Приглашения ВВС на посещения гарнизонов и частей в сентябре с. г.:
http://www.mil.ru/info/1069/details/...shtml?id=29946

----------


## Foxbat

Приглашения для *СМИ*... :Wink:

----------


## AC

> Приглашения для *СМИ*...


Да знаю я тут некоторых на этом форуме, которые как раз СМИ и есть, или легко могут выдать себя за СМИ при необходимости...  :Cool:   :Biggrin:

----------


## AC

*8 сентября "Стрижи" летают в Старом Осколе:*
"Авиационная пилотажная группа российских ВВС «Стрижи» 8 сентября 2007 года продемонстрирует возможности истребителей МиГ-29 в небе над городом Старый Оскол. Авиационный показ приурочен к торжественным мероприятиям по случаю 414 годовщины со дня основания города. 
Жители Старого Оскола увидят комплекс фигур высшего пилотажа на строевых МиГ-29, который неоднократно демонстрировался на различных авиационных показах, в том числе и на Международном аэрокосмическом салоне МАКС 2007 в подмосковном Жуковском. Программа, которая будет показана в небе Старого Оскола, дает наглядное представление об уникальных возможностях этой боевой машины".

----------


## airwolf

Дивизии в Чкаловском исполняется 65 лет

5 октября 2007 г. на территории аэродрома Чкаловский состоятся праздничные мероприятия, посвященные 65 годовщине со дня образования 8 Авиационной дивизии особого назначения. В ходе праздника будет организован наземный показ авиационной техники, стоящей на вооружении дивизии, предполагается показ авиационной техники в воздухе. 
http://www.mil.ru/info/1069/details/...shtml?id=31329

----------


## An-Z

> Дивизии в Чкаловском исполняется 65 лет
> 
> .... В ходе праздника будет организован наземный показ авиационной техники, стоящей на вооружении дивизии, предполагается показ авиационной техники в воздухе. ...

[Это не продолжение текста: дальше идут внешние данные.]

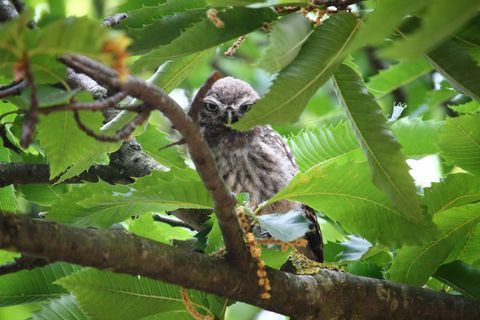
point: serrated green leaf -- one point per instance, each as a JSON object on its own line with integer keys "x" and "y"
{"x": 63, "y": 308}
{"x": 146, "y": 227}
{"x": 318, "y": 145}
{"x": 295, "y": 85}
{"x": 287, "y": 226}
{"x": 387, "y": 163}
{"x": 397, "y": 76}
{"x": 455, "y": 191}
{"x": 460, "y": 142}
{"x": 414, "y": 265}
{"x": 458, "y": 67}
{"x": 286, "y": 40}
{"x": 461, "y": 276}
{"x": 100, "y": 292}
{"x": 33, "y": 285}
{"x": 237, "y": 21}
{"x": 343, "y": 191}
{"x": 148, "y": 14}
{"x": 63, "y": 142}
{"x": 388, "y": 14}
{"x": 417, "y": 137}
{"x": 440, "y": 20}
{"x": 466, "y": 108}
{"x": 102, "y": 205}
{"x": 152, "y": 140}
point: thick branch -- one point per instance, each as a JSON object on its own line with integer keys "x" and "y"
{"x": 199, "y": 151}
{"x": 328, "y": 295}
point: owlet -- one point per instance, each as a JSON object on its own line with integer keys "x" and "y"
{"x": 257, "y": 161}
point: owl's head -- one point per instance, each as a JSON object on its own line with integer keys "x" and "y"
{"x": 226, "y": 102}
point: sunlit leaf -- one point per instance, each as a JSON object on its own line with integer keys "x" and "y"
{"x": 295, "y": 85}
{"x": 389, "y": 169}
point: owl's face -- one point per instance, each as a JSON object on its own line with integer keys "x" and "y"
{"x": 226, "y": 102}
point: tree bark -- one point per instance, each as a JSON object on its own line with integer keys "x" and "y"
{"x": 327, "y": 295}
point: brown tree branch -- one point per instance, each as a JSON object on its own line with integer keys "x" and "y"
{"x": 197, "y": 147}
{"x": 327, "y": 295}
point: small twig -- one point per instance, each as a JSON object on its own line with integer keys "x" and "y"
{"x": 13, "y": 89}
{"x": 22, "y": 263}
{"x": 115, "y": 19}
{"x": 92, "y": 106}
{"x": 121, "y": 134}
{"x": 31, "y": 116}
{"x": 173, "y": 222}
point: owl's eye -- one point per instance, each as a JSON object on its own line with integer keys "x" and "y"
{"x": 210, "y": 107}
{"x": 245, "y": 107}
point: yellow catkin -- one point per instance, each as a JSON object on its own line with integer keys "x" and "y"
{"x": 212, "y": 16}
{"x": 191, "y": 309}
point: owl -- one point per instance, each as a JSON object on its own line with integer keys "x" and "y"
{"x": 257, "y": 161}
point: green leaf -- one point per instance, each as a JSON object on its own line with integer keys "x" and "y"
{"x": 146, "y": 227}
{"x": 417, "y": 137}
{"x": 440, "y": 21}
{"x": 285, "y": 227}
{"x": 458, "y": 67}
{"x": 397, "y": 76}
{"x": 238, "y": 21}
{"x": 152, "y": 140}
{"x": 34, "y": 285}
{"x": 132, "y": 297}
{"x": 63, "y": 142}
{"x": 390, "y": 171}
{"x": 295, "y": 85}
{"x": 102, "y": 205}
{"x": 150, "y": 14}
{"x": 414, "y": 265}
{"x": 318, "y": 145}
{"x": 466, "y": 108}
{"x": 286, "y": 40}
{"x": 173, "y": 73}
{"x": 460, "y": 142}
{"x": 462, "y": 277}
{"x": 343, "y": 191}
{"x": 63, "y": 308}
{"x": 388, "y": 14}
{"x": 456, "y": 190}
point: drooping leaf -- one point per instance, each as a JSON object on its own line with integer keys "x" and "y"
{"x": 461, "y": 276}
{"x": 315, "y": 146}
{"x": 152, "y": 140}
{"x": 466, "y": 108}
{"x": 460, "y": 142}
{"x": 343, "y": 191}
{"x": 455, "y": 191}
{"x": 33, "y": 285}
{"x": 286, "y": 40}
{"x": 63, "y": 308}
{"x": 100, "y": 292}
{"x": 433, "y": 29}
{"x": 388, "y": 14}
{"x": 102, "y": 204}
{"x": 458, "y": 67}
{"x": 414, "y": 265}
{"x": 417, "y": 137}
{"x": 397, "y": 75}
{"x": 389, "y": 169}
{"x": 297, "y": 83}
{"x": 285, "y": 226}
{"x": 237, "y": 21}
{"x": 63, "y": 142}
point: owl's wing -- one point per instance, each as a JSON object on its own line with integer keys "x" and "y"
{"x": 276, "y": 140}
{"x": 314, "y": 236}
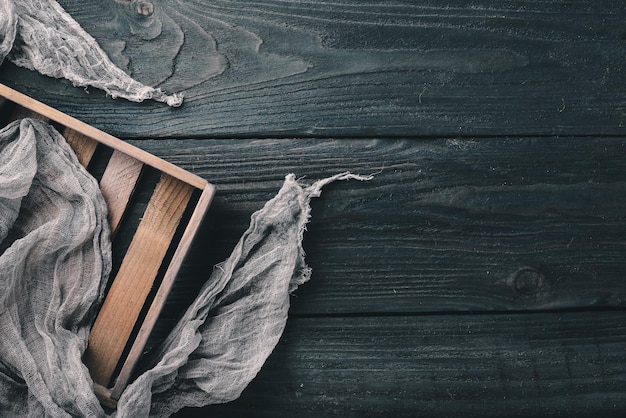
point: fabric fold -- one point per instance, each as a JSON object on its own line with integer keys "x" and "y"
{"x": 55, "y": 258}
{"x": 54, "y": 263}
{"x": 41, "y": 36}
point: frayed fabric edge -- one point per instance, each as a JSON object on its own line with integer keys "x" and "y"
{"x": 310, "y": 192}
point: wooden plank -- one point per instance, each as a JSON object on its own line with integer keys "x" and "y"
{"x": 118, "y": 184}
{"x": 154, "y": 312}
{"x": 83, "y": 146}
{"x": 100, "y": 136}
{"x": 446, "y": 225}
{"x": 558, "y": 364}
{"x": 20, "y": 112}
{"x": 121, "y": 309}
{"x": 318, "y": 69}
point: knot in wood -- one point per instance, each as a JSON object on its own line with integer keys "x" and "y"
{"x": 527, "y": 281}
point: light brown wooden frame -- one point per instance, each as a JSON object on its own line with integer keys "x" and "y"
{"x": 115, "y": 345}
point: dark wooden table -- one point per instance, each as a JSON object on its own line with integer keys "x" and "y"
{"x": 481, "y": 273}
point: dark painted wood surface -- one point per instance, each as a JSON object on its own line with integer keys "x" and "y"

Этого не будет, как водится, ограниличились торжественным собранием и открытием комнаты боевой славы...

----------


## airwolf

Администрацией столичного а-п Шереметьево было принято решение об организации дня открытого доступа на перроны аэродрома для фотографов-любителей 9-ого Октября. Мы решили поддержать инициативую а-п Домодедово которым было проведено схожее мероприятие 22-ого Мая.

Детали мероприятия:
9-ое Октября 2007 года (Вторник), с 09:00 до 14:00;
Свободная съемка будет разрешена на перронах у терминала Ш-1;
Вход бесплатный, однако количество участников ограничено до 200 человек по соображениям безопастности;

Что бы принять участие:
Сбор участников в 8:30 утра у Ш-1, напротив входа в зал отлетов, будет установлен большой постер.
При себе иметь пасспорт, необходимую фотоаппаратуру (по желанию). Напонинаем, что все участники мероприятия будут досмотрены службой безопастности аэропрота.

Будем рады видеть вас!

----------


## Sergy

> 21 июля не летали.
> Зато летали вертушки с Малино (в новостях много пишут, по какому поводу летали).
> По селигерским слухам, липецкие будут завтра, 24.07


http://aviaforum.ru/showthread.php?t=17148

----------


## Sergy

Мигалово, 01.12.2007г.

http://www.forum-avia.ru/forum/6/5/1...l?topiccount=4

----------


## AC

*Перелет Су-24М2 в Переяславку:*
19 декабря первые шесть модернизированных Су-24 вылетят на военный аэродром «Переяславка» в Дальневосточное объединение ВВС и ПВО с Новосибирского авиационного предприятия им.Чкалова. Прибытие к месту назначения запланировано на 24 декабря.
Бомбардировщики приняты. Проведен облет авиационной техники по специальной программе. Никаких замечаний к техническому состоянию самолетов у летного, инженерно–технического состава нет.
http://www.mil.ru/info/1069/details/...shtml?id=35056

----------


## [RUS] MK

http://www.rian.ru/defense_safety/we.../94155693.html

----------


## Геннадий

> А у вас бывало такое? Включаете телевизор,а там рассказывают,что в городе "Н" сегодня состоялся авиационный праздник,своё мастерство показали лучшие лётчики....... и т.д.  Так получается,что о всех проводимых мероприятиях мы узнаём уже после того,как они уже были проведенны! И это обидно! :cry:  Так вот,чтоб такого не было и создана эта тема!  Уважаемые форумчане,гости и все любители авиации! Если вдруг вам стало известно,о провидении авиационных праздников,днях открытых дверей,предстоящих полётах и других мероприятиях с участием в показе авиатехники пишите СЮДА!!! :roll:  Думаю не только я буду признателен за предоставленную информацию! :P  :lol:  :D  8)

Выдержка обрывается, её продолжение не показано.